Bench 74.5 kg x 7, 67 kg x 9
Incline 42 kg x 21, 13, 12 = 46 total reps (350 method)
Lat pulldown 60 kg x 14, 9
Cable row 75 kg x 8, 12
Ohp 24 kg x 5, 22 kg x 7
Laterals around 15 reps + partials 3 sets
Calves and tibia raises in between 3 sets

@flipcollar so yesterday I had Paul Carter watch my lat pulldown video to judge my intensity and effort during sets and this was his response.

This was a big disappointment for me because I genuinely thought I’d been training hard enough but apparently I need to take it up a notch.

This session I was as aggressive as possible with my sets and really asked myself, “are you physically capable of doing one more rep?” each time I thought I had gotten to failure. I ended up getting more reps than last time but I think that I might have cheated a bit more on a couple of exercises (namely the lat pulldown and row).

But I tried and be as explosive as possible which at least gave me feedback on my actual levels of fatigue, because if I’m trying to accelerate the weight as much as possible on every rep it becomes clear once I’m fatiguing because the reps slow down significantly.
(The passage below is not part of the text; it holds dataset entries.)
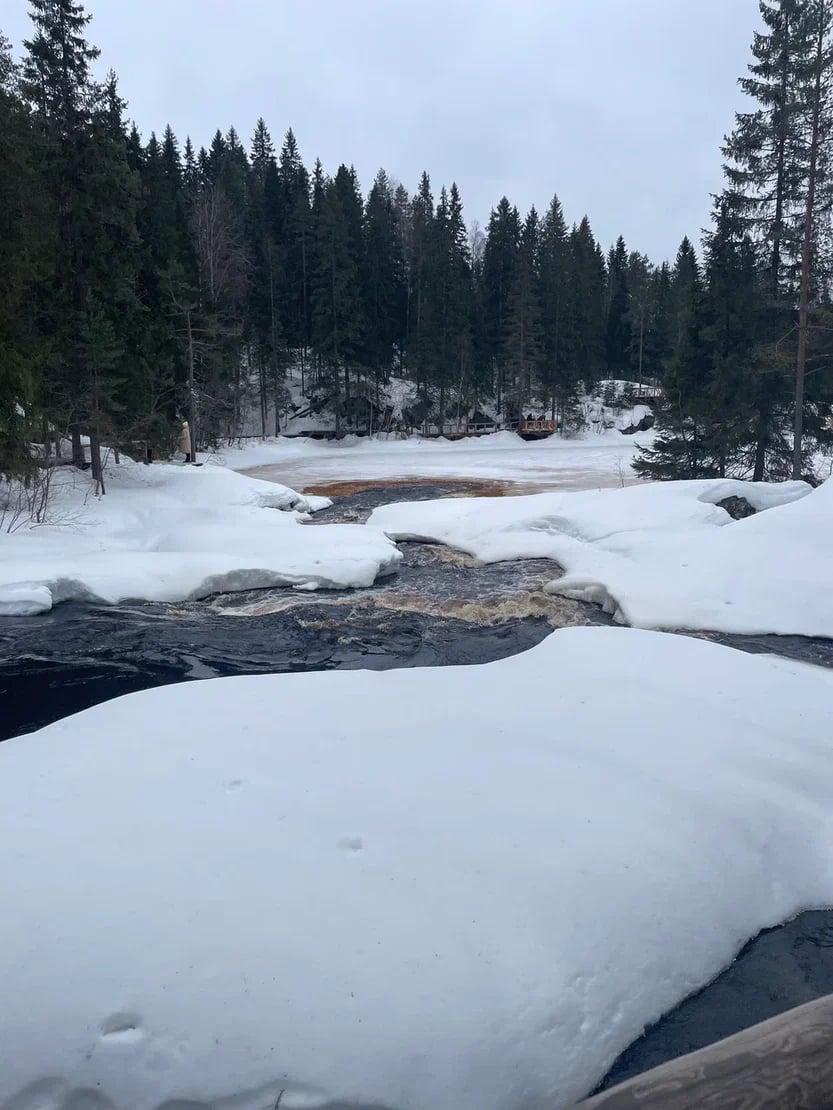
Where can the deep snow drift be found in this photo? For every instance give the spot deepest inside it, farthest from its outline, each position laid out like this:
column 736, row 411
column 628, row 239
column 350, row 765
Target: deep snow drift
column 351, row 887
column 168, row 533
column 659, row 555
column 583, row 462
Anyway, here’s what my first set of laterals looked like. I have been instructed to get between 12-15 reps to failure and then do partials until “I can’t move my arms.”

The issue with lateral raises is that pain gets me before muscle fatigue actually makes it impossible to complete more reps, so I usually give up mentally first. This time I tried to give it all.

Had to lower the weight on subsequent sets (this was already the heaviest I could handle), but I really got a good mmc with my delts on these, so at least I know I worked the right muscle. But the question remains, did I work hard enough?


that’s a good way to put it. Your mind tells you to pull hard, and you think you’re going to, and then you hit that wall and it doesn’t happen, lol.